An advocate for hormone replacement therapy to alleviate menopause’s often-debilitating symptoms, Dr Newson said it also has the benefit of improving women’s long-term health.

She called for a “reframing” of menopause beyond the cessation of menstrual periods.

“We have hormones, oestradiol, progesterone, testosterone, made in our ovaries, and our ovaries don’t last forever, so when they don’t work as well, the hormone levels decline,” she said.

“But hormones don’t just work in our reproductive tract. We’ve known since they were discovered in 1941 that our hormones are chemical messages. They go to every single cell in our body and they have really important biological effects. They’re not just made in our ovaries, they’re made in our brain, other organs and tissues. When levels of those hormones are low, they can cause a myriad of symptoms throughout the body, like palpitations, dry skin, joint pains, headaches.

“More importantly, those low hormones have an increased risk of inflammatory diseases, heart disease, diabetes, dementia, autoimmune disease, cancers, and it is really relevant because we’re living so much longer.”

Dr Newson said unlike 100 years ago when women died at a much younger age, these days many women were living a third of their lives without hormones.

As a clinician I want to reduce future diseases. I don’t want just to make people feel better.

This means for many women, she said, spending the last 10 years of their life in poor health partly due to not having hormones for so long. HRT was widely prescribed to treat menopause until a clinical trial was halted in 2002 after it reported a link with an increased risk of breast cancer.

Dr Newson said the study was flawed and used synthetic hormones which carried more risks than the newer body identical hormones.

But she said an “unfounded fear” of HRT persisted today among women and doctors.

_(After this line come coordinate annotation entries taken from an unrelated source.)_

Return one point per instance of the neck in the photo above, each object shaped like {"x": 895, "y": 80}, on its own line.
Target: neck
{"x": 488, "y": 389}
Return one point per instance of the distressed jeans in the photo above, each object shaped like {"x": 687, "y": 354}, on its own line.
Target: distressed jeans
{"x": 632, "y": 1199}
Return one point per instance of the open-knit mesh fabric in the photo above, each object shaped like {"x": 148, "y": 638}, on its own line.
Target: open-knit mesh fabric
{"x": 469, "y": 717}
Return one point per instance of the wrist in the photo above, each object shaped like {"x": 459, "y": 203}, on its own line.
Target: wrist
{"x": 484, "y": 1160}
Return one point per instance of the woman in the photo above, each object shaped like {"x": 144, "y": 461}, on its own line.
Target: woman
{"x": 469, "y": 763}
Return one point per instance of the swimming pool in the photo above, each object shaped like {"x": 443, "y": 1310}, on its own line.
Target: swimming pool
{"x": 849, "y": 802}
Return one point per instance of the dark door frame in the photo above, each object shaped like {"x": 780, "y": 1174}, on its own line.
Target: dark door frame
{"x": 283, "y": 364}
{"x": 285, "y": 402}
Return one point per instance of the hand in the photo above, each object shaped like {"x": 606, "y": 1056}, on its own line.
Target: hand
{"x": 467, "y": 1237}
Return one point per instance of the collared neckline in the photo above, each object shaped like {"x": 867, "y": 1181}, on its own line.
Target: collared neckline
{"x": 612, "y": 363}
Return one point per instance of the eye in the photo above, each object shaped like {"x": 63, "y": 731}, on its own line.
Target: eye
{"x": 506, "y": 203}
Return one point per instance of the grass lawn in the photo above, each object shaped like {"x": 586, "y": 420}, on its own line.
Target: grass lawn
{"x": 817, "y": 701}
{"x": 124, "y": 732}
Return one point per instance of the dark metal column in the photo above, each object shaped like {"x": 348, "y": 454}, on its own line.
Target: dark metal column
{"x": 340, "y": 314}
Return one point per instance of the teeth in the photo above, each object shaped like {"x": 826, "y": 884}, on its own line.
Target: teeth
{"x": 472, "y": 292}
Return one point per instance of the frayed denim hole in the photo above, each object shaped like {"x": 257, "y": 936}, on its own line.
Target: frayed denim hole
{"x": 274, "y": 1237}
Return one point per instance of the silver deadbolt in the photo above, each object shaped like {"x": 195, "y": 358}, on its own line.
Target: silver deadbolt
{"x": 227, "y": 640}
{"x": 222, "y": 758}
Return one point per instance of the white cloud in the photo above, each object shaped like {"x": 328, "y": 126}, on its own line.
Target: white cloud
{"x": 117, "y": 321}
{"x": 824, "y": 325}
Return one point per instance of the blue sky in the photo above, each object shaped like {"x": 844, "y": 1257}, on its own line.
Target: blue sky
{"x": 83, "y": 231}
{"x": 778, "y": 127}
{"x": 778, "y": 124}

Dr Newson said some patients’ stories were “so sad and so harrowing”, including women ending up in psychiatric hospitals or misdiagnosed and medicated for other conditions without any consideration of hormones.

She said HRT’s impact was often “transformational”.

“They often feel so much better. We see things like their cholesterol coming down, their blood pressure coming down. It’s amazing,” she said.

“That’s really important because as a clinician I want to reduce future diseases. I don’t want just to make people feel better. That’s really quite impressive to have a safe medicine that will improve a myriad of symptoms and improve future health.”

But her clinic, Newson Health, has been criticised over its use of HRT.

World renowned menopause doctor Louise Newson says menopause should be treated medically and by governments and society.
World renowned menopause doctor Louise Newson says menopause should be treated medically and by governments and society. Credit: Jackson Flindell/The West Australian

Last year the BBC Panorama program aired accusations from former patients and doctors from the clinic that high doses of HRT prescribed there put women at risk.

Dr Newson said every woman absorbed transdermal oestrogen differently and some people needed a higher dose in order to get enough into their bloodstream to be effective. Hormones levels are then monitored by blood tests.

Menopause has become a hot topic recently as the subject of a federal Senate inquiry and election promises by the Federal Government and Opposition to improve the situation.

This month three new body identical hormone medications were added to the Pharmaceutical Benefits Scheme — the first additions in more than 20 years.

The Albanese Government estimated that around 150,000 women a year will benefit from the reduced cost of the medications.

Dr Newson. who has been speaking to doctors and the public at events organised by Perth menopause and women’s health clinic Hera, said she felt the menopause movement was accelerating more quickly in Australia than in the UK.

“I feel that Australians embrace new things a lot more, maybe, than people in the UK,” she said. “They are understanding a lot more the injustice of women not being allowed their own hormones back, and their health risks of not having hormones.”

Dr Newson said training and education in menopause care for doctors was necessary.